Public or private money?

State Treasurer Marlo Oaks also raised concerns over the fire fund, which would be held as an asset of PacifiCorp but required to be managed in accordance with the Utah Money Management Act like state accounts the treasurer’s office manages.

“My office of legal counsel believes these may be private monies,” Oaks said. “But if they are public monies, we just need to ensure that the state doesn’t take on unnecessary liability, as this could potentially impact the state’s credit rating.”
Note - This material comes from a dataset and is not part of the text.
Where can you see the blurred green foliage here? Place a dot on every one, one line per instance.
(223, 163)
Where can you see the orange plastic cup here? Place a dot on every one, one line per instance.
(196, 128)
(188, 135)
Sandall pledged to work with Oaks to address that concern.

Clean energy advocates echoed others that favoring coal would make power more expensive and put more risk on Utahns.

“This bill changes the rules of the game and eliminates some of the tools regulators and advocates have to keep rates just and reasonable,” said Sophie Hayes, senior attorney for Western Resource Advocates, which has participated in Rocky Mountain rate cases at the PSC for decades. “Additionally, this bill undermines years of cost allocation negotiations between the regular regulatory community and PacifiCorp.”

“We agree with the intent of this bill, that we all want an affordable, reliable electricity system with enough dispatchable resources,” said Sarah Wright, CEO of Utah Clean Energy. “This bill goes in the wrong direction, taking away consumer protections and Public Service Commission oversight that ensures we meet our energy needs. We can protect ratepayers and achieve the intent of the Legislature’s goals if we take the time to refine SB224 in the coming interim session. There is no reason to rush this bill through.”